Für Jugendliche sind das Internet und seine sozialen Netzwerke die Informationsquelle Nummer 1. Auf der einen Seite steht der Wunsch nach Selbstoffenbarung und einer grenzenlosen Informationsfülle. Auf der anderen Seite besteht bei vielen auch die Furcht vor Missbrauch der Daten, vor Überwachung, Kontrolle und Steuerung der Kommunikationswelt „Internet“. Das Netzwerk „facebook“ konfrontiert junge Menschen mit beiden Aspekten: grenzenloser und unkomplizierter Kommunikation auf der einen, Überwachungsmöglichkeiten und unkontrollierbaren Vermarktungsinteressen auf der anderen Seite. Auch die Kontroversen über Kontrollrechte und -möglichkeiten des Staates werden in der Regel misstrauisch beobachtet. Vor einigen Jahren hat dies zu einer Bewegung unter dem Schlagwort „Stasi 2.0.“, dann mit der Piratenpartei sogar zu einer Parteigründung mit zunächst sehr netzspezifischen Zielen geführt.
Auch in anderen Zusammenhängen ist von Stasi-Methoden die Rede, beispielsweise, wenn bekannt wird, dass Firmen mit Überwachungskameras das eigene Personal beobachten, wenn U-Bahnhöfe und öffentliche Plätze mit Kameras überwacht werden oder im Zusammenhang mit polizeilicher Ermittlungsarbeit.
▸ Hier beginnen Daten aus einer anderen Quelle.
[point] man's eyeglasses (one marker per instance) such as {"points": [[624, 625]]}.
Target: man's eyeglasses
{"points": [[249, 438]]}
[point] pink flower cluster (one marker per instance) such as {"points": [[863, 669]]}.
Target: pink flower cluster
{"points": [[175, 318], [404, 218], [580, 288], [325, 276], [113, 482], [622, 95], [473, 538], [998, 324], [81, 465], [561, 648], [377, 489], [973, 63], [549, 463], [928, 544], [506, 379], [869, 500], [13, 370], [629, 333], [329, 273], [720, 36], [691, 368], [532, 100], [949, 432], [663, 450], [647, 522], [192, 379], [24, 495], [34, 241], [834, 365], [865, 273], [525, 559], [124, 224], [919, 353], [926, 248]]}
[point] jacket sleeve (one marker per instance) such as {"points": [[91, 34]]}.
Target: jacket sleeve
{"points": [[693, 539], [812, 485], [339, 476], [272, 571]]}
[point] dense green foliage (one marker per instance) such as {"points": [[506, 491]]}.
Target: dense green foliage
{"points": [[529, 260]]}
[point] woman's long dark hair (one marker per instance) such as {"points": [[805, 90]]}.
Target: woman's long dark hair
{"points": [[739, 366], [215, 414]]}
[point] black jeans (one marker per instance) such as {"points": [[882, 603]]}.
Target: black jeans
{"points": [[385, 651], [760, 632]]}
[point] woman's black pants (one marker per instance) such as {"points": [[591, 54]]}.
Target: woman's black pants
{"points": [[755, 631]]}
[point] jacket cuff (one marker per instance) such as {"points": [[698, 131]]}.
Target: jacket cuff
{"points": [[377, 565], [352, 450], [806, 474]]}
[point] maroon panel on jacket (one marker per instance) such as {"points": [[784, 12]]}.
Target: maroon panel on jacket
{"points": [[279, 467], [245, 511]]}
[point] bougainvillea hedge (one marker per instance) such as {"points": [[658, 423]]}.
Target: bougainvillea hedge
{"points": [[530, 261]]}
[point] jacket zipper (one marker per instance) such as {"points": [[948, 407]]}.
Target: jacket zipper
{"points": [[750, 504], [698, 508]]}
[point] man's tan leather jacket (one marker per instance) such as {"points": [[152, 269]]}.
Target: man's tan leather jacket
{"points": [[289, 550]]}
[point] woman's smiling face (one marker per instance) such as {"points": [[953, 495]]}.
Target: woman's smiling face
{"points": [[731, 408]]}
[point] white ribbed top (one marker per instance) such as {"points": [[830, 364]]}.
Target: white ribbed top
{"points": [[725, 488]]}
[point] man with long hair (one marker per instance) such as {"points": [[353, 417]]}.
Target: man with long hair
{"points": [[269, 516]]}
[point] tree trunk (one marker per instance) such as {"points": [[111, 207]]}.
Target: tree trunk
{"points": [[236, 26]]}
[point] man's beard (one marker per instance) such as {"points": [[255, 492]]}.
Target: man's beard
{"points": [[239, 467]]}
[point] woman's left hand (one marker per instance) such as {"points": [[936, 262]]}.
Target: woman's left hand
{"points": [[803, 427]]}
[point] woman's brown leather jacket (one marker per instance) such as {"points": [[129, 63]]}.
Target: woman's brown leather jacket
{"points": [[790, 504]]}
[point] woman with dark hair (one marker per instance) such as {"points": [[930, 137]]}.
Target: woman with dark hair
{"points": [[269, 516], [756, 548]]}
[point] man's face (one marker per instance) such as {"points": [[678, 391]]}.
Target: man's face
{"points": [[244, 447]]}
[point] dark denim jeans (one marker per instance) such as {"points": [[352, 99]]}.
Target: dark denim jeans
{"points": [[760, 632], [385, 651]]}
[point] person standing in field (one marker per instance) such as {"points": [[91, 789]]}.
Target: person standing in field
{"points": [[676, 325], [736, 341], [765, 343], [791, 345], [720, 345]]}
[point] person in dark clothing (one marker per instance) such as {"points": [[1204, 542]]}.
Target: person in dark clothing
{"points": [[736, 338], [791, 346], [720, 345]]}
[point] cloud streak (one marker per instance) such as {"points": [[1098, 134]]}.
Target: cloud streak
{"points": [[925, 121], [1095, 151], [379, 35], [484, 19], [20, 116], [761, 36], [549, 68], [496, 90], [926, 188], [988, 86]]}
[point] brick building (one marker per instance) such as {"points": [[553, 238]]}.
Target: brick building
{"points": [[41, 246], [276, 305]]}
Wenn Jugendliche sich in diesen Zusammenhängen empören, sich kritisch mit Fragen wie der Erweiterung des BKA-Gesetzes, dem Thema Vorratsdatenspeicherung oder erweiterten Kompetenzen zu Online-Durchsuchungen auseinandersetzen, deutet das auf eine erfreuliche Sensibilität und Wachheit gegenüber den eigenen Entfaltungs- und Informationsmöglichkeiten hin. Dass sich die Heranwachsenden dabei mitten in grundlegenden Fragen nach den Befugnissen und Grenzen des Rechtsstaats gegenüber den Bürgern befinden, muss dabei zunächst gar nicht einmal reflektiert sein.
Allerdings ist auch der Bezug auf die DDR-Staatssicherheit nicht immer von Kenntnis des historischen Bezugsobjektes getragen oder reflektiert. Das gilt übrigens nicht nur für junge Menschen! Zumindest aber, sonst würden diese Vergleiche gar nicht bemüht, gibt es ein Empfinden für den Unrechtscharakter der Tätigkeit des MfS. Und genau darin liegt eine Chance für die Vermittlung von Geschichte, Methoden und Befugnissen der DDR-Staatssicherheit in der SED-Diktatur.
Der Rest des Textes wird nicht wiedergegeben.